Today in Canada's Political History: July 7, 1938, Tories Elect “Fighting Bob” Manion as Leader

  • National Newswatch

It was on this date in 1938 that Canada’s federal Tories elected Dr. Robert “Fighting Bob” Manion their national leader. Born in Pembroke, Ontario, and raised in what is now Thunder Bay, Manion was a hero of the Battle of Vimy Ridge. He was soon drawn to politics and served with distinction in the cabinets of both Arthur Meighen and R.B. Bennett. Known as a parliamentary warrior who had no hesitation in even tangling with Sir Wilfrid Laurier in the Commons, Manion would only serve two years as Canada’s Leader of the Opposition.

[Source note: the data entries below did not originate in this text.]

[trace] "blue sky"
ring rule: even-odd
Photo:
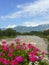
[[[49,24],[49,0],[0,0],[0,28]]]

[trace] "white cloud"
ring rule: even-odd
[[[16,25],[8,25],[6,28],[14,28]]]
[[[35,26],[38,26],[39,24],[27,21],[27,22],[24,22],[22,25],[27,27],[29,26],[35,27]]]
[[[9,14],[7,16],[2,16],[1,18],[18,18],[26,16],[44,15],[49,12],[49,0],[37,0],[34,3],[27,3],[23,5],[17,5],[20,10]]]

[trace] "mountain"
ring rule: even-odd
[[[7,28],[1,28],[2,30],[5,30]],[[49,29],[49,24],[41,24],[38,26],[16,26],[13,28],[14,30],[16,30],[17,32],[30,32],[30,31],[44,31]]]
[[[30,32],[30,31],[44,31],[49,29],[49,24],[41,24],[35,27],[27,27],[27,26],[17,26],[13,28],[17,32]]]

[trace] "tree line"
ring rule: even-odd
[[[14,29],[8,28],[6,30],[0,29],[0,38],[1,37],[15,37],[17,35],[37,35],[40,37],[47,37],[49,40],[49,29],[45,31],[30,31],[30,32],[17,32]]]

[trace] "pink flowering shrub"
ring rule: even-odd
[[[17,38],[11,44],[3,40],[0,45],[0,65],[48,65],[45,55],[32,44],[21,43]]]

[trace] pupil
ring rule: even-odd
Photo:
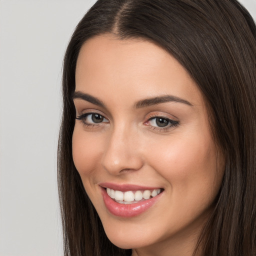
[[[156,124],[160,127],[164,127],[168,124],[168,121],[163,118],[157,118],[156,120]]]
[[[103,116],[98,114],[94,114],[92,119],[94,122],[102,122],[103,121]]]

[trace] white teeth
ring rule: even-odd
[[[138,202],[143,198],[146,200],[150,199],[151,196],[154,198],[161,192],[160,188],[150,190],[137,190],[134,193],[132,191],[126,191],[122,192],[119,190],[114,190],[108,188],[106,188],[108,194],[112,199],[114,199],[120,204],[128,204]]]
[[[115,192],[114,190],[111,188],[106,188],[106,192],[108,194],[112,199],[114,199]]]
[[[132,191],[124,192],[124,200],[126,202],[132,202],[134,201],[134,194]]]
[[[150,190],[146,190],[144,191],[144,192],[143,192],[143,198],[144,199],[150,199],[150,196],[151,192]]]
[[[152,191],[152,192],[151,193],[151,196],[152,198],[156,196],[157,196],[158,194],[158,190],[154,190],[153,191]]]
[[[114,193],[114,199],[116,201],[122,201],[124,200],[124,193],[121,191],[116,190]]]
[[[134,194],[134,200],[136,201],[140,201],[143,198],[143,196],[141,191],[138,190]]]

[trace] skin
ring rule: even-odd
[[[76,116],[96,112],[104,118],[100,124],[92,116],[76,120],[72,153],[107,236],[118,246],[132,248],[134,256],[191,256],[224,172],[196,84],[162,48],[110,34],[94,37],[82,46],[76,82],[76,92],[104,105],[74,99]],[[170,102],[134,108],[139,100],[166,95],[190,104]],[[161,130],[156,118],[150,119],[155,116],[178,124]],[[98,185],[103,182],[164,191],[146,212],[120,218],[106,208]]]

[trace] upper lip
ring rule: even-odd
[[[98,185],[102,188],[111,188],[114,190],[122,191],[132,191],[138,190],[152,190],[162,188],[159,186],[148,186],[140,185],[136,185],[133,184],[117,184],[111,182],[101,182]]]

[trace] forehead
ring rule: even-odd
[[[171,94],[196,105],[202,100],[196,84],[176,59],[140,39],[105,34],[86,41],[78,58],[76,83],[76,90],[102,96],[114,92],[120,102],[129,96],[136,101],[158,94]]]

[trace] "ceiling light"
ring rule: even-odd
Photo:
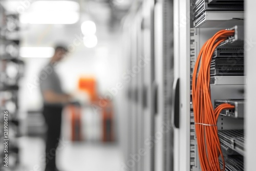
[[[70,1],[39,1],[20,16],[22,23],[72,24],[79,19],[79,5]]]
[[[94,34],[84,36],[83,37],[83,44],[88,48],[92,48],[96,46],[98,39]]]
[[[19,54],[22,57],[50,58],[54,54],[54,49],[51,47],[22,47]]]
[[[85,21],[81,25],[81,30],[84,35],[94,34],[96,31],[95,23],[90,20]]]

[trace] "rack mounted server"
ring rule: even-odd
[[[243,171],[244,170],[244,159],[241,156],[229,156],[225,160],[225,171]],[[223,167],[223,163],[220,160],[221,166]]]
[[[195,18],[205,11],[243,11],[243,2],[209,3],[208,1],[197,1],[194,9]]]
[[[244,75],[244,68],[243,58],[212,59],[210,67],[210,75]]]
[[[222,110],[220,114],[234,118],[243,118],[244,102],[244,99],[215,100],[214,101],[214,105],[215,108],[223,103],[228,103],[233,105],[234,106],[234,109],[226,109]]]
[[[243,130],[220,130],[218,134],[221,143],[243,155],[244,134]]]
[[[244,58],[244,48],[241,47],[217,48],[215,49],[212,58]]]

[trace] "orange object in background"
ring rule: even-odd
[[[104,99],[106,105],[102,108],[102,141],[114,141],[114,114],[112,103],[108,99]]]
[[[70,105],[67,108],[70,112],[71,119],[71,140],[82,141],[81,108],[74,105]]]
[[[84,91],[90,96],[91,101],[97,99],[96,81],[95,78],[92,77],[81,77],[78,81],[79,90]]]

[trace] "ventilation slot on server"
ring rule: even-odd
[[[244,75],[243,58],[213,59],[210,64],[210,74],[215,75]]]
[[[244,170],[244,159],[241,156],[228,156],[225,160],[225,171]],[[223,163],[220,160],[221,166],[223,167]]]
[[[243,23],[243,1],[215,1],[210,3],[209,1],[194,1],[194,25],[195,28],[215,27],[218,26],[217,25],[231,27],[234,20],[237,23]]]
[[[241,155],[244,155],[243,130],[221,130],[218,133],[221,143]]]
[[[244,99],[228,99],[228,100],[215,100],[214,101],[215,108],[223,103],[230,104],[234,106],[234,109],[225,109],[222,110],[220,115],[228,116],[233,118],[244,117]]]
[[[218,48],[214,51],[212,58],[244,58],[244,48]]]

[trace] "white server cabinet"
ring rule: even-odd
[[[198,155],[195,149],[191,149],[191,133],[190,130],[194,126],[191,124],[193,118],[190,116],[190,63],[196,57],[203,43],[218,31],[228,29],[235,25],[244,26],[244,51],[245,76],[243,83],[234,85],[236,81],[232,83],[227,80],[223,82],[225,85],[211,86],[211,99],[243,98],[245,99],[244,119],[233,119],[226,116],[220,116],[218,122],[219,130],[243,129],[245,130],[245,151],[244,152],[244,170],[252,170],[254,169],[254,155],[256,152],[255,144],[255,136],[253,133],[255,130],[255,115],[253,112],[254,104],[256,101],[255,94],[255,79],[254,78],[255,54],[255,33],[253,28],[255,25],[253,16],[255,15],[255,2],[245,1],[245,10],[234,12],[231,18],[244,17],[244,21],[233,19],[232,22],[225,22],[225,25],[221,20],[216,20],[215,17],[220,17],[220,15],[211,15],[215,20],[214,25],[210,21],[200,28],[194,28],[193,24],[193,2],[189,1],[174,1],[174,56],[175,56],[175,80],[179,78],[180,101],[179,126],[175,129],[174,132],[174,167],[175,170],[201,170]],[[218,12],[217,12],[218,13]],[[214,13],[211,13],[212,15]],[[242,15],[241,15],[241,13]],[[237,15],[234,15],[237,14]],[[220,16],[221,17],[221,16]],[[225,17],[230,17],[225,16]],[[224,18],[224,16],[223,18]],[[211,23],[212,24],[212,23]],[[190,45],[191,41],[193,44]],[[190,57],[195,58],[191,59]],[[228,86],[226,86],[229,84]],[[244,89],[245,93],[243,93]],[[216,92],[216,93],[215,92]],[[242,92],[242,93],[241,93]],[[192,128],[194,129],[194,128]],[[194,136],[194,135],[193,135]]]

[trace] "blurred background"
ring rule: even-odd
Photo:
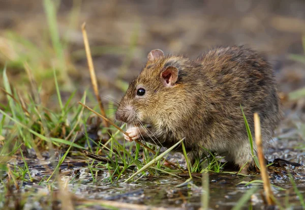
[[[6,66],[22,95],[30,87],[27,63],[43,103],[54,108],[55,69],[64,98],[76,90],[79,99],[92,89],[84,22],[105,97],[119,100],[154,48],[195,58],[215,45],[245,44],[267,55],[281,91],[305,85],[301,0],[0,0],[0,71]]]

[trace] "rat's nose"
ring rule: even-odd
[[[135,112],[130,106],[127,106],[124,109],[118,109],[115,113],[116,120],[124,122],[129,122],[132,120],[135,115]]]

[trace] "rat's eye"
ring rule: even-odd
[[[143,88],[139,88],[137,91],[137,95],[142,96],[145,94],[145,90]]]

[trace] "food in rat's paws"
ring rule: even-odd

In 1940, Prime Minister Mackenzie King called a surprise election and Manion and his party went down to defeat. Fighting Bob resigned as leader and passed away only three-years-later.

I have always found it of great interest that both Manion and Liberal legend Paul Martin Sr. lived on the same street for a period in their joint hometown of Pembroke, something I discovered when I was a youthful reporter at the Pembroke Observer in the early 1990s.




Arthur Milnes is an accomplished public historian and award-winning journalist. He was research assistant on The Rt. Hon. Brian Mulroney’s best-selling Memoirs and also served as a speechwriter to then-Prime Minister Stephen Harper and as a Fellow of the Queen’s Centre for the Study of Democracy under the leadership of Tom Axworthy. A resident of Kingston, Ontario, Milnes serves as the in-house historian at the 175 year-old Frontenac Club Hotel.